Jérusalem. Dans un pays à feu et à sang depuis des décennies, les différentes autorités religieuses qui ont de plus en plus de mal à se partager le pouvoir spirituel sur des monuments censés servir de phares de la paix dans un océan de violence plus ou moins gratuite, n’ont rien trouvé de mieux comme message à envoyer au reste de l’humanité que de faire tout ce qui était en leur pouvoir pour tenter d’interdire la gay pride prévue dans la ville revendiquée par les trois religions dites « du Livre ». Juifs, chrétiens et musulmans réunis le temps d’une indignation sélective sur le dos des zomos.

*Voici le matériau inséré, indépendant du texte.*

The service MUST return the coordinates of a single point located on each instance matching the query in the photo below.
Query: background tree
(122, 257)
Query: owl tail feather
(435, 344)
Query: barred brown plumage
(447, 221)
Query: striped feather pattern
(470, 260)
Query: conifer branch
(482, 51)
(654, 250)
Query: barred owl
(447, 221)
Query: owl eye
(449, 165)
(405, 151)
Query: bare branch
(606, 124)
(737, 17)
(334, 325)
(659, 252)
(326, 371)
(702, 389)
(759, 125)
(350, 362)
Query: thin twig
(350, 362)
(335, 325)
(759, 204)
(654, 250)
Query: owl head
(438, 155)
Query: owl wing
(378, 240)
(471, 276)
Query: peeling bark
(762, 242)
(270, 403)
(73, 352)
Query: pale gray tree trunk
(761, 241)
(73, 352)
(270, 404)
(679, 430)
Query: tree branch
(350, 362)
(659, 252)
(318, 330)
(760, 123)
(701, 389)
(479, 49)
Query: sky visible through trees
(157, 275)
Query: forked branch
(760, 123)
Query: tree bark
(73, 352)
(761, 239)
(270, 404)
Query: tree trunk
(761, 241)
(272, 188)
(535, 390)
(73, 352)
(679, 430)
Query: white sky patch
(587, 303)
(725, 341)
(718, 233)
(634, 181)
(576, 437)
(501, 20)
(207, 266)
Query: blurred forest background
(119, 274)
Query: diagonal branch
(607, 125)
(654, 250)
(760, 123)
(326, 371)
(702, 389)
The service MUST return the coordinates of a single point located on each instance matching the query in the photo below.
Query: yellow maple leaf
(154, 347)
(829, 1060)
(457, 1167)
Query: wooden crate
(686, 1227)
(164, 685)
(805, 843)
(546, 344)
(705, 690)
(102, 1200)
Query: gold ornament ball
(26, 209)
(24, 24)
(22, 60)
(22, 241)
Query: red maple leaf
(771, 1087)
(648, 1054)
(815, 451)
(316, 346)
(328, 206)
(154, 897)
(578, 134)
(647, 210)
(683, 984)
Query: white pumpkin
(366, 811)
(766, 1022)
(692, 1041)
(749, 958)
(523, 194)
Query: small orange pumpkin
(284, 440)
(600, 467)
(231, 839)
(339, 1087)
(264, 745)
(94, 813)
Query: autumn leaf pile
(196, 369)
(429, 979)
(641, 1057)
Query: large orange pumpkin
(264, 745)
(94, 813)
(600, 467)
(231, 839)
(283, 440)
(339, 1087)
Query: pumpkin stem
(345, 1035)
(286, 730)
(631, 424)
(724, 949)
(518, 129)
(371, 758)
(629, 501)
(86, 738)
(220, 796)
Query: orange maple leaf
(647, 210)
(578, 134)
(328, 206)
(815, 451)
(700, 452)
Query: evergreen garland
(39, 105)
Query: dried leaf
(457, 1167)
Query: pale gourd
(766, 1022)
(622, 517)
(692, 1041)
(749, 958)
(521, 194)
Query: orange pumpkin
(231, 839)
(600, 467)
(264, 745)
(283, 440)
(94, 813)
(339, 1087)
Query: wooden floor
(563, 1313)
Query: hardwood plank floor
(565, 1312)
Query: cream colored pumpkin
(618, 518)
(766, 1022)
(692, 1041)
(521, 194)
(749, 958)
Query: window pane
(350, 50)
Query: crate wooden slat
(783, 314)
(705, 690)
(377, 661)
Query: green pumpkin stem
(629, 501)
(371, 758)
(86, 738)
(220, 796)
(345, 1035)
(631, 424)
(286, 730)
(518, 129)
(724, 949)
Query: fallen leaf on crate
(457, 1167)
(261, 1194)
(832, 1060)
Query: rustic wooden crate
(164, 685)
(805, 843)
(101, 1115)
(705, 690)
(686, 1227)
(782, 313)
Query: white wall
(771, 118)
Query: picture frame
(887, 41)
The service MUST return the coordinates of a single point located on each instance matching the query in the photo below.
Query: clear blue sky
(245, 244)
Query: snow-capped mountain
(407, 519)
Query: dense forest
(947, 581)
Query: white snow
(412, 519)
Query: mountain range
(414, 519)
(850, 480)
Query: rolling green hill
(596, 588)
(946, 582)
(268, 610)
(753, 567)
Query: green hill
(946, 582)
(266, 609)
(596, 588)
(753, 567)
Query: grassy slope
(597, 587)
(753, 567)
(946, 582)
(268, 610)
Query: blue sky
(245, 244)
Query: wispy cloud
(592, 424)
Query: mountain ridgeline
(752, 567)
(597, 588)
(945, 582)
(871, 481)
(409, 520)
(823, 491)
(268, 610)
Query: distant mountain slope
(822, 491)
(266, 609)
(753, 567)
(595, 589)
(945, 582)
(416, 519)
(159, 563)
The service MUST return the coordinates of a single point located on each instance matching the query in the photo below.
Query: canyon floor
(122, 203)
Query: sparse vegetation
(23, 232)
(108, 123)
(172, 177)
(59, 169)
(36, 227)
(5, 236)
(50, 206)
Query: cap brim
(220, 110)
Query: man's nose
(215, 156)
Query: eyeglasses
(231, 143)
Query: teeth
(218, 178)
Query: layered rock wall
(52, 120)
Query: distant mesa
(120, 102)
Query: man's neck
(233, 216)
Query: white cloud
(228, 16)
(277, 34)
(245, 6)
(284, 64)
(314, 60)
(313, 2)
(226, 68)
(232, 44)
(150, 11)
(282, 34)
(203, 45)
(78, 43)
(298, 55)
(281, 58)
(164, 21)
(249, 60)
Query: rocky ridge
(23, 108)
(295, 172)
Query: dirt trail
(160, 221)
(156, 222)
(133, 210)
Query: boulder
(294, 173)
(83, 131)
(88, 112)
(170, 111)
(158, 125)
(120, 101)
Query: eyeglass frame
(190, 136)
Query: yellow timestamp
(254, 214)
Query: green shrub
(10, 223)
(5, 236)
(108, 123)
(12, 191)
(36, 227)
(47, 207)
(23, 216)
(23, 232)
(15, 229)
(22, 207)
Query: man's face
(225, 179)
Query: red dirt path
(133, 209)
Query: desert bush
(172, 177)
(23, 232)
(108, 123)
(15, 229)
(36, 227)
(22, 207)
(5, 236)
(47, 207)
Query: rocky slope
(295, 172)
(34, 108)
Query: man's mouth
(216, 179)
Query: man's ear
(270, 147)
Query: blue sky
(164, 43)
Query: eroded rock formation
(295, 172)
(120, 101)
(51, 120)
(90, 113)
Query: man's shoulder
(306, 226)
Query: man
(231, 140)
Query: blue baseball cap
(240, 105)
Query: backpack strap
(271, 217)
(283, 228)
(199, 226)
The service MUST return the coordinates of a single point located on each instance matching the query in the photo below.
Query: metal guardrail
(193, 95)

Quand on sait que la prostitution a longtemps été (et est encore parfois) l’affaire la plus juteuse qui soit des religieux dans les arrière-salles des temples, une telle attitude ne manque pas de sel... 

Nature contre culture. On ne saurait trop conseiller aux enturbannés, encalottés ou emmitrés d’aller faire un tour au musée d’histoire naturelle d’Oslo où une exposition traitant de l’homosexualité dans le monde animal pourrait leur apporter quelques éléments susceptibles de remettre leurs idées à l’endroit et de les renvoyer à leurs chères études qui devraient les pousser à œuvrer pour le bonheur des hommes et non pour leur compliquer la vie inutilement.

On se croirait revenu en des temps bibliques, quand le feu divin apportait des réponses radicales aux questions que se posaient les hommes soucieux de savoir comment ils pouvaient occuper agréablement le temps qui avait été mis à leur disposition par des forces occultes dont ils ne comprenaient pas toujours les visées. C’est triste de devoir constater que le monde en est resté à vouloir contrôler les slips et les culottes quand tant de défis liés à la compréhension mutuelle attendent les générations à venir... La pensée humaine serait donc tellement sclérosée que nous en serions réduits à devoir rappeler sans cesse des évidences que l’on aurait pu croire définitivement acquises depuis une bonne cinquantaine d’années ?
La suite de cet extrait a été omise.